In 1998 Bank of Scotland outsourced its IT to First Banking System, a joint venture with Xansa. The joint venture company managed day-to-day IT functions at Bank of Scotland and introduced new core technologies.
However, the arrangement fell foul of the Halifax's takeover of Bank of Scotland last September. Explaining the decision to terminate the contract, HBOS said the Bank of Scotland's centralised IT structure was incompatible with its own in-house de-centralised approach.
The joint venture will be terminated in December 2003, costing Xansa £91m in lost turnover. However, outsourcing experts say the HBOS decision runs counter to industry trends.
Robert Morgan of outsourcing consultancy Morgan Chambers told CW360.com: "The outsourcing market has accelerated over the past six months, even though it can be hazardous.
"We are dealing with seven projects across four different banks which are worth a total of £3.5bn, and we expect that over the next three to four months, £2bn-worth of these contracts will come into the public domain."

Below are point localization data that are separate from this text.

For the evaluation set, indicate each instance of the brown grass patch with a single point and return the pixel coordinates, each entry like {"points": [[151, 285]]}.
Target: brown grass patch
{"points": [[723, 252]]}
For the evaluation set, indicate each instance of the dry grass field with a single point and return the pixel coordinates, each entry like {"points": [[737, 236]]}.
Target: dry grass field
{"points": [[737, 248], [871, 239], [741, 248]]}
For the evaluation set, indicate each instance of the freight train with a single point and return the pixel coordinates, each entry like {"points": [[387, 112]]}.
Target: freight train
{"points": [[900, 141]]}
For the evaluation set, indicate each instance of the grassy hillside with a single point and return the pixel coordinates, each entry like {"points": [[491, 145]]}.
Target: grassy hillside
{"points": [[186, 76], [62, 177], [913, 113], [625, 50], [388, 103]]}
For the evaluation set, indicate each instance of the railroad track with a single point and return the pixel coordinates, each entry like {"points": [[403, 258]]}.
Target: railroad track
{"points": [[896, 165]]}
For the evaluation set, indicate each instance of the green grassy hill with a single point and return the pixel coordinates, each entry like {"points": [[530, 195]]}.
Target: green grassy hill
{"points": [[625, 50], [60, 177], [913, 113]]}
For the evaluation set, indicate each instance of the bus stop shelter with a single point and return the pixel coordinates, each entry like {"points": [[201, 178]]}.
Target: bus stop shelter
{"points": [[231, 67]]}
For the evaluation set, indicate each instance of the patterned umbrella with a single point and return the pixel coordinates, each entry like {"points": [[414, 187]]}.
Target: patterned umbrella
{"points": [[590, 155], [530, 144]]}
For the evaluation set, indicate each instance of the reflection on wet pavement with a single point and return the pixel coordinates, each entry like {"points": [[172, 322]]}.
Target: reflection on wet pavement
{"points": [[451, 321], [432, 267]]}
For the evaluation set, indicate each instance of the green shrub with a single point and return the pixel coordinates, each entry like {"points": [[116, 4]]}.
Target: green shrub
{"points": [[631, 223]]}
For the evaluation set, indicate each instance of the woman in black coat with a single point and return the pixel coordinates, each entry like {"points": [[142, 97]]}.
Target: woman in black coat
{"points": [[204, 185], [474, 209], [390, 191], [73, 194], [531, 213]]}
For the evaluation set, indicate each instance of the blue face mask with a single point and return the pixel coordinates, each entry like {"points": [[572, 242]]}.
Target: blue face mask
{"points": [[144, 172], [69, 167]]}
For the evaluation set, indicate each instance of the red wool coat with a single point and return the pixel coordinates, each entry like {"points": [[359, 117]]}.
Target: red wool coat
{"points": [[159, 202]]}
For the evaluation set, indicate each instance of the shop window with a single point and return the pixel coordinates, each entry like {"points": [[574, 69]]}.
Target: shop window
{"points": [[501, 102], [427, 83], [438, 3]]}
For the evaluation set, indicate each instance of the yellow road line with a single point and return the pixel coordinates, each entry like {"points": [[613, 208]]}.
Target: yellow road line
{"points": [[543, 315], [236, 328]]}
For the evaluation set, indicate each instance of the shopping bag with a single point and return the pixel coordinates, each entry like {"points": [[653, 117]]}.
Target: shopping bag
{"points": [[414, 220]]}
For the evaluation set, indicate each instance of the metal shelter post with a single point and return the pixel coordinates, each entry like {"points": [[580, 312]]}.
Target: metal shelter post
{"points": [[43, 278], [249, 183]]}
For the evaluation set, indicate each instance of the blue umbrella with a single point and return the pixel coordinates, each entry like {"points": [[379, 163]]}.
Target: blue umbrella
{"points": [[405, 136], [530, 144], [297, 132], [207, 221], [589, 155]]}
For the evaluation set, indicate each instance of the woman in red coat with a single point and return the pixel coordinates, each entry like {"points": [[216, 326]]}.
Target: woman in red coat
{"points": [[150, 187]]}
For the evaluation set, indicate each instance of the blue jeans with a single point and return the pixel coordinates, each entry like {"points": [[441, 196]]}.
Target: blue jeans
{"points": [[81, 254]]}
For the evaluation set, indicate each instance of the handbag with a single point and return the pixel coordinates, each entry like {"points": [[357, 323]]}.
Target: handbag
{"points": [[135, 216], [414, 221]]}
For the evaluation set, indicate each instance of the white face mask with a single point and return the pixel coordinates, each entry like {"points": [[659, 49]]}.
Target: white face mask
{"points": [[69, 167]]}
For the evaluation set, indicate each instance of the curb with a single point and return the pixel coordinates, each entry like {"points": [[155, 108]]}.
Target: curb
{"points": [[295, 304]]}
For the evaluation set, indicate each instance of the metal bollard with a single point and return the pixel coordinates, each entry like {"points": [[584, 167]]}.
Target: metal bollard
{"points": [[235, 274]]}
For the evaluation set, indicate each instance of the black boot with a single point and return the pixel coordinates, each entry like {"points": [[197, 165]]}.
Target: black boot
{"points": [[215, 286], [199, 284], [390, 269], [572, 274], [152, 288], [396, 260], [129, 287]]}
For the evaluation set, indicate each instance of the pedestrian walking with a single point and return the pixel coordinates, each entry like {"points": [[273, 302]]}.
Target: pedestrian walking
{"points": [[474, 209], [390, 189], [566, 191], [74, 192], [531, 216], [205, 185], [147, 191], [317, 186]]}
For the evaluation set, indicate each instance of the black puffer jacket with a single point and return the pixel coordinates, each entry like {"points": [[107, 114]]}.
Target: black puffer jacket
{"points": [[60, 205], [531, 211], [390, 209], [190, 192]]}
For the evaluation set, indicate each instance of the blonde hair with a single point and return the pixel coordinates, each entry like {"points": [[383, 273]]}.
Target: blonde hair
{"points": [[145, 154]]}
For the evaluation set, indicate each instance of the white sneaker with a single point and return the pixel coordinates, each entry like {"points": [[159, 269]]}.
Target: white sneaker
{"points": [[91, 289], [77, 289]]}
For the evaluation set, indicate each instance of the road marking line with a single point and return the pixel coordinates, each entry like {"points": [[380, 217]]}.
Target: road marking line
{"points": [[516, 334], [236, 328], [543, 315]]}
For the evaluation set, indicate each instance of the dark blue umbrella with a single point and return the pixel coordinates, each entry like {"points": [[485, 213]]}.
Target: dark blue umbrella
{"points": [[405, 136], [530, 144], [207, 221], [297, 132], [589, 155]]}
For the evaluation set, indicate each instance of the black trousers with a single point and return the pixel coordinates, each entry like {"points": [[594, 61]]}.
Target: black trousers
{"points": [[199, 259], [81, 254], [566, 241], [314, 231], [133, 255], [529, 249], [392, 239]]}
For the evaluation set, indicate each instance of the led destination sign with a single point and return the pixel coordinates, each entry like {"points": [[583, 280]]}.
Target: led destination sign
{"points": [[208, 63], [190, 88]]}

Morgan, however, pointed out that only one in ten joint ventures are extended past their original life term and, where problems emerge, they are usually related to internal politics or the failure of the joint venture to generate extra revenue by failing to pick up work from other organisations.
Rob McCallough, head of IT at law firm Masons, agreed with Morgan. "There is still an active market, and a lot of opportunities for banks to cut costs," he said.
"But big mergers such as the Halifax and Bank of Scotland one cause havoc to the strategy as a result of duplication and corporate politics."
Peter Redshaw, Gartner senior analyst for vertical markets, Europe, said: "Despite the churn that exists in outsourcing, with companies often not renewing contracts, banks are still shelving discretionary expenditure and need to cut costs further, so there is still an important opportunity in the form of outsourcing."